Directeur de recherches au CNRS, longtemps président du Centre Michel-Foucault, Philippe Artières poursuit son travail de mise à disposition de nombreuses archives [^2]. Et, en particulier, de celles liées à l’œuvre et aux engagements de l’auteur de Surveiller et punir. En février 1971, alors que quelques-uns des dirigeants de la Gauche prolétarienne (GP) sont incarcérés depuis plusieurs mois, ce qui contribue à porter l’attention de l’opinion publique vers ce « dehors de l’histoire », des intellectuels, au premier rang desquels Michel Foucault, Gilles Deleuze, Daniel Defert, Pierre Vidal-Naquet ou Jean-Marie Domenach, fondent le Groupe d’information sur les prisons (GIP). Son objectif est clair : « Faire savoir cette “case noire” de notre société à partir de l’expérience qu’en ont les prisonniers eux-mêmes. » Les prisons connaissent alors une situation en résonance avec celle d’aujourd’hui : misère, surpeuplement, droits bafoués, violences et humiliations, exploitation outrancière du travail des détenus. Les prisons françaises comptent actuellement près de 70 000 prisonniers pour moins de 60 000 places ; à l’époque, au 1er avril 1971, « la France compte 84   établissements détenant 20 000 prisonniers alors qu’ils ne disposent que de 15 557 places » … Le GIP lance donc une vaste enquête dans les prisons de l’Hexagone, pour mettre en lumière tout ce qui y est « intolérable », grâce à des questionnaires distribués aux familles de détenus, aux travailleurs sociaux ou aux aumôniers – mais surtout aux prisonniers eux-mêmes. Car il « ne se propose pas de parler pour les détenus des différentes prisons,  [mais] au contraire de leur donner la possibilité de parler eux-mêmes », pour tenter « d’unifier dans une même lutte l’intérieur et l’extérieur de la prison ».
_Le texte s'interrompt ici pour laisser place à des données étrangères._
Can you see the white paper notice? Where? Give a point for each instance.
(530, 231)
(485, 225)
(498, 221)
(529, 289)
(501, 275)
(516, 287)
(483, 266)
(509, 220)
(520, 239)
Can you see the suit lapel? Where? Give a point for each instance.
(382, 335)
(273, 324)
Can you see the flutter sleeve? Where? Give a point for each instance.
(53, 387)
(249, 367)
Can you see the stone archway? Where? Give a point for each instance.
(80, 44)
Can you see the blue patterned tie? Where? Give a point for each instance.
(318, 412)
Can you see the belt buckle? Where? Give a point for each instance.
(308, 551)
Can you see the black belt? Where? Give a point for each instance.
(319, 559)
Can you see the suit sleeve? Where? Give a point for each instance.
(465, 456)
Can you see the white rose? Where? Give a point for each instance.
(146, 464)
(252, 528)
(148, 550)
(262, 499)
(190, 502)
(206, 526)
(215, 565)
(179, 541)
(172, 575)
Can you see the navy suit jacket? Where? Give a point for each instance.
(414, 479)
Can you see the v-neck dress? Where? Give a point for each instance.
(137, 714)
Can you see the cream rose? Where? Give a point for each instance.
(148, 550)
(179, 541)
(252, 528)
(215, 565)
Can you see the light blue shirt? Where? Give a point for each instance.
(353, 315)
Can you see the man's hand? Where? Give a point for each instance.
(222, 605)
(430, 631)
Ce sont les archives de ces « enquêtes-intolérance », menées deux ans durant, que Philippe Artières édite aujourd’hui, sous le titre Intolérable, un terme très souvent employé par les détenus et dans les publications du groupe. C’est d’ailleurs bien le sentiment que l’on ressent à la lecture des réponses des « droits communs », qui furent si longtemps « les “ombres de l’histoire”, selon l’expression de Michelle Perrot », l’une des premières historiennes à travailler sur les prisons en France. Mettre en regard les deux volumes édités aujourd’hui simultanément par Philippe Artières, grâce notamment aux chronologies qu’il y a insérées, permet de comprendre combien la révolte de Nancy est venue à l’époque corroborer « l’intolérable » exprimé par les détenus dans les enquêtes du GIP. Déjà, quelques semaines plus tôt, une autre mutinerie, à Toul, avait éclaté. Cette explosion de colère dans les prisons a donné toute sa force aux revendications du GIP, qui multiplie alors, comme le montrent les clichés d’Élie Kagan dans le volume sur la révolte de Nancy, actions et conférences de presse, conduites par Sartre et Foucault. Grâce au travail d’historien et d’éditeur de Philippe Artières, ces « archives d’une lutte » montrent la naissance d’un mouvement dans ce lieu, délaissé jusque-là, qu’est la prison. Des archives qui nous interpellent aussi par l’actualité des revendications contre le système carcéral. En 2013, toujours aussi « intolérable ».

[^2]: Voir aussi le Groupe d’information sur les prisons. Archives d’une lutte, 1970-1972 (éd. de l’Imec, 2001) et la Grande Étrangère. À propos de littérature , Michel Foucault (éd. de l’EHESS, 2013).